Wednesday 6 August 2008
Certificate fun and how Mozilla can help
Yay! Certificates are the latest hot topic. I had a discussion about this with a few people back at the RMLL because lots of users there were complaining about it. I have no strong opinion on this myself, but it strikes me that Mozilla could help here.
The worst problem is self-signed certificates, which are especially common in our free software world. People have commented that using CAcert should help, but as long as the CAcert root certificates are not installed by default with your browser, this won't help much. And it seems this is not going to happen (well, at least for Firefox) because of Mozilla's CA certificate policy. I guess other browsers have a similar policy, and the policy itself probably makes some sense.
So what can Mozilla do? Let's look at the Mozilla Manifesto (which seems to be offline at the moment -- but you can look at the archived version). The fourth principle is related to this issue and reads as
Individuals' security on the Internet is fundamental and cannot be treated as optional.. And then in the Mozilla Foundation pledge, you can read
use the Mozilla assets (intellectual property such as copyrights and trademarks, infrastructure, funds, and reputation) to keep the Internet an open platform. Can you see where I'm heading?
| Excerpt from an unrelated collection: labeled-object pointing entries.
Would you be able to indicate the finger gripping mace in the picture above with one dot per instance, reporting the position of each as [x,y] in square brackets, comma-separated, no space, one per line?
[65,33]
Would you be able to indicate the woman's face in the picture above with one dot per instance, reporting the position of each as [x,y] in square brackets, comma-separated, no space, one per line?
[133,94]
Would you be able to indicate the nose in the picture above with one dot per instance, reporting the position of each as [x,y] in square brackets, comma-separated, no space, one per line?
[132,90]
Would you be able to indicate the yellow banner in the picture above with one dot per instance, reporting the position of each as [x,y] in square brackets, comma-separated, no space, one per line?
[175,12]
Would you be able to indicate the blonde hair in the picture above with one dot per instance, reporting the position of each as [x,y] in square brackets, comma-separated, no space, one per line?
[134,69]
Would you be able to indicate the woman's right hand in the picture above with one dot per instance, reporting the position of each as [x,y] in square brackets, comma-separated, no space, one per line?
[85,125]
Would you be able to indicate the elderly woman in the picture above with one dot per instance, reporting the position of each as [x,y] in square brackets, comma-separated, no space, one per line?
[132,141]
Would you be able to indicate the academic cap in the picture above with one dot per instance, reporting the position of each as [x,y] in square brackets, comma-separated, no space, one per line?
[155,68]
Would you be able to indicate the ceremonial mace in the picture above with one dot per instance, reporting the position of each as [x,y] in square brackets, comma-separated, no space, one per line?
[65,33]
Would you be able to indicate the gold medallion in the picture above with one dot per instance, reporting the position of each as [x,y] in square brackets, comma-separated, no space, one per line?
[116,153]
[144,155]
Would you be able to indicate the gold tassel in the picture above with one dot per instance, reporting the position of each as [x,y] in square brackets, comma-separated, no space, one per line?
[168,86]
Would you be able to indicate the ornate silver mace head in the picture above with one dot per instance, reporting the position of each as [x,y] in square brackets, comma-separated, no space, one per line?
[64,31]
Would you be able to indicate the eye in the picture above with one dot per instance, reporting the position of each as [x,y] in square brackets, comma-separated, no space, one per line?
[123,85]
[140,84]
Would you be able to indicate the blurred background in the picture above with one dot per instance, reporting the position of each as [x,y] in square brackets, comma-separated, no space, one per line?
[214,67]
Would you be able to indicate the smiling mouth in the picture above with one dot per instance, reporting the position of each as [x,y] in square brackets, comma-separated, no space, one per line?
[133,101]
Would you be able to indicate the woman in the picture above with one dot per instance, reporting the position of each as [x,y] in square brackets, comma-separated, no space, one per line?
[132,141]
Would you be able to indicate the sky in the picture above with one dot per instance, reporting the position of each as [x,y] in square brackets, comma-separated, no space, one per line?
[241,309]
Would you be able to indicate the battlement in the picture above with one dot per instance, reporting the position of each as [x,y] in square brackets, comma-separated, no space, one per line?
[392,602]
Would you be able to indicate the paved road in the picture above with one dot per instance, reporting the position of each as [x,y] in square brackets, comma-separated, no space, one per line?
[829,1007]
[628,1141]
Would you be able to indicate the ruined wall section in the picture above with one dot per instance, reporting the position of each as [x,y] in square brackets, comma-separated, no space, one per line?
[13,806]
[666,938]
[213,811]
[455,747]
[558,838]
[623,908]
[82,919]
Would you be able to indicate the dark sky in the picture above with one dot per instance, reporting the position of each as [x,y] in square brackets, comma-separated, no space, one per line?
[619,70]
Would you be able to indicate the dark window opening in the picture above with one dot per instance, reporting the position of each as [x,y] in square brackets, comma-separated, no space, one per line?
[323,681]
I believe the Mozilla Foundation could use some of its assets to be a certificate authority that operates in a compitable way with its own CA certificate policy. It would offer this service to non-commercial entities that respects some criteria. I'm not going to put a list of potential criteria here, but I guess many free software projects would qualify and would benefit of this. This would fix what Chris highlights in his post, ie, the fact that it affects the free software community more than others. And it would also help improve the user experience web, which is one of Mozilla's missions.